Pritsak sought to improve the quality and extent of Ukrainian studies at Harvard University. He supported establishing three different chairs for Ukrainian studies in the university: Ukrainian history, Ukrainian literature and Ukrainian philology.

== Omeljan Pritsak Research Center for Oriental Studies ==
Omeljan Pritsak Research Center for Oriental Studies named in honour of the Professor, was founded in 2009. It is based on an extensive library and archive collection of Omeljan Pritsak, which he made a pledge to transfer to Kyiv-Mohyla Academy after his death. The heritage, collected by Omeljan Pritsak for 70 years contains manuscripts, printed editions, publications, historical sources, archival documents and artistic and cultural monuments on philosophy, linguistics, world history, Oriental Studies, Slavic Studies, Scandinavian Studies, archeology, numismatics, philosophy etc. Thus it was brought to the National University of Kyiv-Mohyla Academy in 2007. The research center as well as the library and the archive collection, are now open to the public.

==Politics==
Pritsak was a political conservative and during his youth in eastern Galicia under the Polish Republic, and later also during the Cold War was a supporter of the conservative "Hetmanite" or monarchist movement among Ukrainians. This led him to criticize Hrushevsky's political radicalism and historical populism, although, ironically, he claimed that Hrushevsky's "school" of history was being continued at Harvard. Also during the Cold War, Pritsak became prominent in the movement towards Ukrainian-Jewish reconciliation.

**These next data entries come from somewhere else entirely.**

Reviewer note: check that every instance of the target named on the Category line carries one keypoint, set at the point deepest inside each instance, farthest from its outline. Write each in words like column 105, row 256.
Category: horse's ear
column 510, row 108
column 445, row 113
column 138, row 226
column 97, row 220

Pritsak often was invited to brief Pope John Paul II on developments in Central and Eastern Europe.

==Published works==
- The origins of the Old Rus' weights and monetary systems: Two studies in Western Eurasian metrology and numismatics in the seventh to eleventh centuries. Cambridge, Massachusetts: Distributed by Harvard University Press for the Harvard Ukrainian Research Institute, 1998.
- From Kievan Rus' to modern Ukraine: Formation of the Ukrainian nation (with Mykhailo Hrushevski and John Stephen Reshetar). Cambridge, Massachusetts: Ukrainian Studies Fund, Harvard University, 1984.
- Khazarian Hebrew documents of the tenth century. (with Golb, Norman Ithaca: Cornell University Press, 1982.
- "The Polovcians and Rus'" (Journal Article in Archivum Eurasiae medii aevi), 1982.
- The origin of Rus'. Cambridge, Massachusetts: Distributed by Harvard University Press for the Harvard Ukrainian Research Institute, 1981.
- Studies in medieval Eurasian history London: Variorum Reprints, 1981.
- On the writing of history in Kievan Rus. Cambridge, Massachusetts: Ukrainian Studies Fund, Harvard University, 1980.
- "The Khazar Kingdom's Conversion to Judaism." (Journal Article in Harvard Ukrainian studies, 1978)
- The Pechenegs: A Case of Social and Economic Transformation (Journal Article in Archivum Eurasiae medii aevi), 1975
- "Two Migratory Movements in the Eurasian Steppe in the 9th-11th Centuries". (Conference Paper in Proceedings : Proceedings of the 26th International Congress of Orientalists, New Delhi 1964, Vol. 2)
- The Decline of the Empire of the Oghuz Yabghu (Journal Article in Annals of the Ukrainian Academy of Arts and Sciences in the United States), 1952.
- Die Bulgarische Fürstenliste, Wiesbaden 1955.